Seasar
- Operating system: Cross-platform
- Type: Application framework
- License: Apache 2.0
- Website: Seasar.org

= Seasar =

Java application framework

Seasar2 is an open-source application framework similar to the
Spring Framework (Java). Initially, it was developed for the Java platform by Yasuo Higa, but .NET and PHP platforms are currently supported as well.
Seasar2 has a large base of Japanese users, but there is a steady increase of
non-Japanese users since English support was announced at the JavaOne 2005 Tokyo conference.

Seasar2 is currently supported by the Seasar Foundation, a non-profit open source organization.

== History ==
Seasar was initially made public in August 2003 at SourceForge.jp as an
application server using Jetty (web server) and HSQLDB.
The name was coined by the initial developer Yasuo Higa after an Okinawan mystical creature Shisa.

In March 2004, Seasar was re-introduced as light weight dependency injection and AOP container and renamed Seasar2. Even though, development of Seasar came to a halt, the last release, seasarsetupV1Final With Nazuna, may still be downloaded from the
Seasar2 site.
In April 2005, Seasar2 obtained assistance from OSCJ.net (Open Source Collaboration Joint Network) and moved out from SourceForge.jp.

== Introduction ==
Like other DI container frameworks, components are defined in external XML files. There is, also, a strong support for database and unit testing with JUnit.

The main difference with other frameworks is the support of the
concept "Convention over Configuration" to reduce the XML
configuration prominent when using framework such as Spring.
The aim is to reduce the number or eliminate configuration files by making developers conform to programming and configuration conventions and letting the framework do the work.
For example, if a property type is an interface and there is an object that implements this interface, dependency is configured by the container. If the test method name ends with a "Tx", a transaction
is initiated before the unit test and rolledback after the test.

=== Modules ===
Seasar2 support of other open source software are prefixed with S2.
Like most open source software, Seasar2 software may be divided into 3 major categories:
1. Seasar2 core
2. Related software
3. Sandbox software - software still under development

Related software may further be subdivided into the following subdivision:
1. Database related: S2DAO, S2Hibernate, S2Unit(JUnit)
2. Presentation: S2JSF, S2Struts, S2Tapestry, Flash player
3. Communication related: S2RMI, S2Axis
4. Miscellaneous: Kijimuna

==== Seasar2 Core ====
Seasar2 core is the central software common to all Seasar2 related software.
Transaction control module (S2Tx), database connection pooling (S2DBCP), and
JUnit testing (S2Unit) are all bundled with this core.
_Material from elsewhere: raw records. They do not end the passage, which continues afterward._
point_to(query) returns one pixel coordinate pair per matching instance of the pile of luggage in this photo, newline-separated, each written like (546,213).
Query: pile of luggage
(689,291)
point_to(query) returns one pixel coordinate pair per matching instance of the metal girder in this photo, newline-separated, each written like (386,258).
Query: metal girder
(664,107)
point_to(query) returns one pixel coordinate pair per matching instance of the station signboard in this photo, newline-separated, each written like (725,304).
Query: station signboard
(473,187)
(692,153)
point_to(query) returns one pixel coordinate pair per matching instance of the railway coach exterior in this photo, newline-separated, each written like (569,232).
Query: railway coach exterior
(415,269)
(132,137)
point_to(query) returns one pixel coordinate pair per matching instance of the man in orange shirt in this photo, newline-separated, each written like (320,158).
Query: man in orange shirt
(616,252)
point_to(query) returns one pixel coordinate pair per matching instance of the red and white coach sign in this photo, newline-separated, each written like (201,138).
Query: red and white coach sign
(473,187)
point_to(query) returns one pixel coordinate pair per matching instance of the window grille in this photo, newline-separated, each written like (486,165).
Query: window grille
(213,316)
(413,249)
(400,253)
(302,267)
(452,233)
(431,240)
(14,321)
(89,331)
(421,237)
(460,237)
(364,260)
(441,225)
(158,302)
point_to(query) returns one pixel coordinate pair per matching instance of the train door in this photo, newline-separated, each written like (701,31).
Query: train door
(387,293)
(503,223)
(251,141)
=== Cross-Platform Support ===
Seasar is currently supported on Java/Java EE, PHP5, and .NET.

== Future ==
On April 22, 2005, at Seasar Strategies Day 2005, project Kuina was announced as the next release
of Seasar2. At the conference, it was announced that Kuina will support for EJB3.0 (JSR220) as well as J2SE 5.0 annotation.

From http://ml.seasar.org/archives/seasar-user-en/2010-March/000039.html :

The language of all of our documents and error messages is Japanese, Japanese ML is very active, and all committers are Japanese.
[...]
Unfortunately, we don't prepare english documents for the current version(2.4).

== Events ==
Seasar Foundation periodically holds "Karasawagi" conferences around Japan to allow
developers and users to talk with each other.
Seasar is also featured in JavaOne conference.